A user can control which statistical operation (for example average, standard deviation, p-value, etc..) must be used in the calculations that determine the metadata of another wall.
Figure 8 shows an example Object Map, in particular an example of a 3D wall with Object Map that can be displayed by system 1.
3.3.1 Spatial layout of objects in the Object Map
The wall with an Object Map appears as a pyramidal structure, in which every layer corresponds to a level in the hierarchy of groups and when the higher level shows the single elements. Every object (the single gene or the single sample) is represented as a parallelepiped with the base having a predefined size.
At any hierarchy level, every group is represented as a parallelepiped with a base which dimension is defined by the set of bases of the contained elements, while the position is assigned by means of a strategy derived from the so-called "rectangle packing" algorithms.
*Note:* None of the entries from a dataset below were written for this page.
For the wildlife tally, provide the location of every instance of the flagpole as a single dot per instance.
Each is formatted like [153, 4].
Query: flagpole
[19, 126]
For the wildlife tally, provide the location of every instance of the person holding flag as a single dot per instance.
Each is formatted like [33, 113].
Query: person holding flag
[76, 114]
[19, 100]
In this way, the surface occupied by every group is the least possible one needed to include all its elements.
Besides, every element is laid out above the parallelepiped that represents its parent group. As every hierarchical level has an assigned height, the resulting 3D wall has a base which represents the hierarchy root (which contains all the elements) and the higher layer shows the parallelepipeds of the single objects (genes or samples) .
3.4 Group Map
Single genes (corresponding to the rows in the data matrix) , are often linked to additional information that consists of relations among groups of genes (for example the miRNA target genes) ; these are non-exclusive groups (which means the same gene can be in more than one group) . The Group Map generates a wall on which these groups are represented.
Every group is displayed as a square with variable color, size and transparency. These parameters are used to represent group information as follows:
• the color is computed based on an intrinsic group value (static, defined as a parameter of the group itself) , or based on the active selection on samples; the computation used for the color is equivalent to the one described for matrix data in paragraph 4.1 about color assignment ;
• size is computed dynamically based on what genes are currently selected and it represents the ratio among observed events and expected events for the active selection;
• transparency is computed dynamically based on the selected genes and it represents the statistical significance of the selected population.
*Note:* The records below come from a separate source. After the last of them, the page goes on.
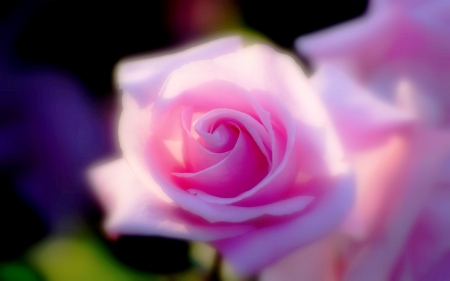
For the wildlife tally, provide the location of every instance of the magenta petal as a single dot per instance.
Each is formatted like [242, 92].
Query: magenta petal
[250, 252]
[133, 209]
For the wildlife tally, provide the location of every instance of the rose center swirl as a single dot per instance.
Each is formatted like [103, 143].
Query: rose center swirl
[226, 152]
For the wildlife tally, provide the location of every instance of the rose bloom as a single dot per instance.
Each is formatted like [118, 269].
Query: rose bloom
[390, 68]
[228, 145]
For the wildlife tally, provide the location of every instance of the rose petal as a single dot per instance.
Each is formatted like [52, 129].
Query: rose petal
[241, 170]
[133, 209]
[273, 242]
[346, 99]
[143, 78]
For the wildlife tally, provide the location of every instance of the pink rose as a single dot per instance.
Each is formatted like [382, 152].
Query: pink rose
[227, 145]
[389, 67]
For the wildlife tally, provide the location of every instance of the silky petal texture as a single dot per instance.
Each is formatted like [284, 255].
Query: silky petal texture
[133, 209]
[396, 40]
[409, 190]
[273, 242]
[314, 262]
[346, 99]
[143, 78]
[241, 170]
[131, 135]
For further details about the computations and the statistical operations used by the system 1, see the following section 4 (and related paragraphs) concerning the graphical metaphors .
4. Detailed definition of the graphical metaphors
The system 1, in use, builds a graphical virtual environment with well-defined display rules so that, after a learning period, the association between given graphical elements and the variables represented by them is intuitive and immediately understandable . In this way even a very complex set of data can be quickly and efficiently displayed and analyzed. The base graphical elements are simple shapes, squared (square, rectangle, parallelepiped) or rounded (circle, cylinder) , which characteristics may simultaneously encode different types of data as specified here below.
4.1 Color assignment
The color of a graphical element is defined using a range of reference values and comparing the value to be represented with that range. The range is defined by a minimum value, a specific reference values (called for simplicity "central value") and a maximum value. If the value to be represented is greater than the central value, the color will be computed as an interpolation between the central color and the maximum color; if, instead, the value is less than the central value, the interpolation is done among the central color and the minimum color. A user can set both the reference values and the corresponding colors for the minimum, the maximum and the center of the range; alternatively, predefined colors and reference values can be used (for example, dark grey for the center, red for values greater than the center, green for values less than the center, with values between -1 and +1 and centered at 0) .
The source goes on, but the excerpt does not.